Las elecciones de 2016, segundo legado que hay que considerar, subrayan lo persistentes que son las pasiones nacionalistas, xenófobas y antielitistas: en nuestros países, los votantes se dividen ahora por igual entre los arraigados y los desarraigados, los que son de aquí y los que se sienten de todas partes. Trump ha demostrado que el viejo nacionalismo, lejos de ser arcaico, une tanto, si no más, que la adhesión al globalismo, el multiculturalismo y las políticas transnacionales, lo que, obviamente, es válido para la UE, como demuestran los gobiernos actuales de Polonia y Hungría, nacionales y cristianos, mientras se embolsan los subsidios europeos. En definitiva, la demagogia es políticamente rentable, porque responde a un deseo persistente de identidad nacional y cultural de la mitad de la población: el trumpismo es ciertamente una receta electoral. ¿Pero es un método de gobierno?

En este sentido, el historial de Trump es desastroso. Tercer legado: no ha dado una respuesta seria a los problemas reales que ha planteado. ¿En el interior? Inmigración, desindustrialización, desigualdad ante la enfermedad, agravamiento de las desigualdades sociales, drogadicción, racismo. Sin respuesta, ni siquiera el esbozo de una reflexión. ¿En el exterior? Corea del Norte, Irán, China, guerras interminables en Oriente Próximo y el Cuerno de África, presunto terrorismo islámico. Trump ha dejado todas estas amenazas en el mismo estado en que las encontró. El único cumplido que podemos hacerle es que no ha añadido otra crisis o guerra a las que ya existían.
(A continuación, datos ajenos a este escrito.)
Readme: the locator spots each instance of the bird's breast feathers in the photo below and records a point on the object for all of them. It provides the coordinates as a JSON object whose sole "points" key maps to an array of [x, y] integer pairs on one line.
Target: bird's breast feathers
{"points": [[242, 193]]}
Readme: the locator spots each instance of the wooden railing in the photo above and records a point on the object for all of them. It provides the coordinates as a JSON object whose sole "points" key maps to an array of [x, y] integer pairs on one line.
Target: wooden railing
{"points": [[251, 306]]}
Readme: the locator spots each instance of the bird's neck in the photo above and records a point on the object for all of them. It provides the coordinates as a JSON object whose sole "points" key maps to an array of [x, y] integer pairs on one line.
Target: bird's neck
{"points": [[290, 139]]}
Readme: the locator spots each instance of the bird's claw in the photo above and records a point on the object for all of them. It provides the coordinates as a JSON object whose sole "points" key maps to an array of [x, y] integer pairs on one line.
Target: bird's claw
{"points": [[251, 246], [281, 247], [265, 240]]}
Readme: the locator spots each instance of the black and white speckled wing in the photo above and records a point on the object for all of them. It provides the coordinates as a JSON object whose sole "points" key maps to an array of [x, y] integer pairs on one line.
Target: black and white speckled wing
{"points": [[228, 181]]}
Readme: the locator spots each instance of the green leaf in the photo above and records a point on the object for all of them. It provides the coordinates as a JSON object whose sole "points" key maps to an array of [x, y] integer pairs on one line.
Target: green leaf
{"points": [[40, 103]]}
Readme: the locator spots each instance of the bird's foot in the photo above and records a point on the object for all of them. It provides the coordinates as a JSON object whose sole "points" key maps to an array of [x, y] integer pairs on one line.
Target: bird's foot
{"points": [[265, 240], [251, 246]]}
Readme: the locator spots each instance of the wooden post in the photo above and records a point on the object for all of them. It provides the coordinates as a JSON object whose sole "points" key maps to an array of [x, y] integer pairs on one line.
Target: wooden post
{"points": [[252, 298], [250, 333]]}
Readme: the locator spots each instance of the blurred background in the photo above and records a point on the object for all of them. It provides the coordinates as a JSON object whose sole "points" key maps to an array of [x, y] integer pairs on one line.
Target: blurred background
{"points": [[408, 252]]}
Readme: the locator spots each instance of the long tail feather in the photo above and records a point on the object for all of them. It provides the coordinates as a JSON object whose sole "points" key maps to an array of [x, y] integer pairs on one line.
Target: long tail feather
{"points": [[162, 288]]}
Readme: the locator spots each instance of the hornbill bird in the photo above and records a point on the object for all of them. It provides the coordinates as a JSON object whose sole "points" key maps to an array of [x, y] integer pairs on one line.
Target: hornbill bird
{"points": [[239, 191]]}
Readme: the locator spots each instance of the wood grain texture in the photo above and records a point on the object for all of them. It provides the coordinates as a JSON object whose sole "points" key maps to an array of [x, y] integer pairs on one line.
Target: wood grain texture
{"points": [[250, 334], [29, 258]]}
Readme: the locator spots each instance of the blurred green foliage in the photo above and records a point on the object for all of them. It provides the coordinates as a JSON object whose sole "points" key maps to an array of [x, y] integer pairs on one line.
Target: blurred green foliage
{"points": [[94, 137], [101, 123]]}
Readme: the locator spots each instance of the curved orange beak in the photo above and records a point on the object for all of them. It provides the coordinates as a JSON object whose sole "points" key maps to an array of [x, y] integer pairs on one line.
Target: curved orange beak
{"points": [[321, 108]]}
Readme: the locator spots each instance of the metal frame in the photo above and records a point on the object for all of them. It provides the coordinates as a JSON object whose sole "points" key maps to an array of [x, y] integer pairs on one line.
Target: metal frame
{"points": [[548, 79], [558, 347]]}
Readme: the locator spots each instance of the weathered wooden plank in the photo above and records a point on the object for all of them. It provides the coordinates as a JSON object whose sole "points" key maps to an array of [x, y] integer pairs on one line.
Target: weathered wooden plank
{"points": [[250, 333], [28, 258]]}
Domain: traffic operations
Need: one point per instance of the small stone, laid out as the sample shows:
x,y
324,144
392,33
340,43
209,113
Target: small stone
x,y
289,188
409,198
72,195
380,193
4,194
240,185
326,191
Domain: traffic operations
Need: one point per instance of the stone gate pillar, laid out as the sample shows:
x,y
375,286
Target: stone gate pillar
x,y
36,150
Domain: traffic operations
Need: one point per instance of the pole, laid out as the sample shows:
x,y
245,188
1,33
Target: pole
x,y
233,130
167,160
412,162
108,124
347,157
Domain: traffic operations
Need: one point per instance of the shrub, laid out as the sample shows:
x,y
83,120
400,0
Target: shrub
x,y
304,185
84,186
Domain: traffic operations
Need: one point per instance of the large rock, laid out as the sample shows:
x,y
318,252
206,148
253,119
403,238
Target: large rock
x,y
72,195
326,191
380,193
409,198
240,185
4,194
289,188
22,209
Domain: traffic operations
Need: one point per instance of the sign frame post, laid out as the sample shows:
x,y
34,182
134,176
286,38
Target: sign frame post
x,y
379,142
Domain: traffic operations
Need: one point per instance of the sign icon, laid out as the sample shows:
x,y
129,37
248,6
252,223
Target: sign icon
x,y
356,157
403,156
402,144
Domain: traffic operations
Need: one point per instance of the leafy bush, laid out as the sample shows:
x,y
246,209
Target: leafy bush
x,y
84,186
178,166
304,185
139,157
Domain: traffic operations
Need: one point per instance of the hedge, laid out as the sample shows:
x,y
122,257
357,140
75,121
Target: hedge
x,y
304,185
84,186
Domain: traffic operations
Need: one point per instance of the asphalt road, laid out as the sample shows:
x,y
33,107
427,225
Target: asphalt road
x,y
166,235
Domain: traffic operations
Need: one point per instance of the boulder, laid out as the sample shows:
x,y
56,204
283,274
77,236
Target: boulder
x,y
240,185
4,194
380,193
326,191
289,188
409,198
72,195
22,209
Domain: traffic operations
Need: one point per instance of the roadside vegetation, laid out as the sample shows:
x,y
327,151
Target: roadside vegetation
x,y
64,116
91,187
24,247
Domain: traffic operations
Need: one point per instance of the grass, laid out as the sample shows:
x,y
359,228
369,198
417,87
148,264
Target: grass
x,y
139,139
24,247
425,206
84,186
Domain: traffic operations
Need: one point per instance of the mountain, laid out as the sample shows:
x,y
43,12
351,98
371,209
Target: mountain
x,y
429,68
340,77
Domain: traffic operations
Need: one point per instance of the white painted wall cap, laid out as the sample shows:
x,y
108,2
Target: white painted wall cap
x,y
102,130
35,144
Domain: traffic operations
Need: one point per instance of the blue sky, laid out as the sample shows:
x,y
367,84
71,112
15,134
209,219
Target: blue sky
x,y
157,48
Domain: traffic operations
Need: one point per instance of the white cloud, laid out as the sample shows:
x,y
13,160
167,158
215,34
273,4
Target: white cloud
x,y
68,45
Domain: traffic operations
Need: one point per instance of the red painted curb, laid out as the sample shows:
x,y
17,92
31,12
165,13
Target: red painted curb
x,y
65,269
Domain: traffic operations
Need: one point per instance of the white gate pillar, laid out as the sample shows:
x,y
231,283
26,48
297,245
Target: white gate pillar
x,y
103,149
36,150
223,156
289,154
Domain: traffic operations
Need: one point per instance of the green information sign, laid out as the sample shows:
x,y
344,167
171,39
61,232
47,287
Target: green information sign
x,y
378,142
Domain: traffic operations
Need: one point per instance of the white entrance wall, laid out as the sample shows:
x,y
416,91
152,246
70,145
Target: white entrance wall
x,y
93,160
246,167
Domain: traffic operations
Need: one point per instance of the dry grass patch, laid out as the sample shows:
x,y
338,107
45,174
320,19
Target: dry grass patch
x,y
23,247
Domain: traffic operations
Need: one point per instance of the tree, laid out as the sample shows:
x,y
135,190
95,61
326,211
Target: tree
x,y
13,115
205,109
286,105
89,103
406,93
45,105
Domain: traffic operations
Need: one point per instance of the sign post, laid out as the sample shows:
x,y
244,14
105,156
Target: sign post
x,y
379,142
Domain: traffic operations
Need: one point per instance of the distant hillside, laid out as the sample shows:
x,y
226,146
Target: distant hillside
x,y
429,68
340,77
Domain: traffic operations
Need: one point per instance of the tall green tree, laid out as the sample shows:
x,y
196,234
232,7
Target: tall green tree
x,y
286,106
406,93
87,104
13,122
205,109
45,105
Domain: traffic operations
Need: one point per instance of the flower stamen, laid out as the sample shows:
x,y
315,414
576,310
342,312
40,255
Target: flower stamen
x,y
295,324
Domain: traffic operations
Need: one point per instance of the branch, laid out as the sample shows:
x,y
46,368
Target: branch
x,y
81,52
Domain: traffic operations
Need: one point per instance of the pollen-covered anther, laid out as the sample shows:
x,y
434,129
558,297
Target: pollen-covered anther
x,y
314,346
¿Esta incapacidad para gobernar, para decidir sobre cualquier asunto, se debe a la personalidad caprichosa de Trump o es inherente al populo-trumpismo? A ambos, sin duda. La experiencia con Trump demuestra que una máquina para ganar las elecciones no permite, sin embargo, dirigir una nación: el nacionalismo puede calentar los corazones, pero ha demostrado que no tiene ningún efecto sobre las desigualdades sociales ni las maniobras de China o Corea del Norte. El desastre del Covid, que ha arrasado en Estados Unidos incluso más que en Europa, es, en este sentido, una revelación significativa de los límites del populo-trumpismo: el virus es transnacional, de modo que la estrategia para hacerle frente solo puede ser mundial. Trump no lo ha entendido, porque la globalización, que ahora es un hecho, no coincide con su ideología. La paradoja última del trumpismo es que saldremos de la pandemia, comenzando por los estadounidenses, gracias a vacunas sin identidad nacional, desarrolladas conjuntamente en Alemania, India, Gran Bretaña, Francia y otros países tanto como en Estados Unidos.

En resumidas cuentas, el verdadero legado de Trump es que el populo-trumpismo no funciona porque ya no es actual; esta observación nos obliga a imaginar alternativas claras y comprensibles para todos, algo de lo que aún parecen muy distantes los partidos tradicionales en Occidente. Limitarse a rechazar a Trump y el populo-trumpismo no es una solución a largo plazo, pero el programa político para una sociedad abierta aún está por escribir.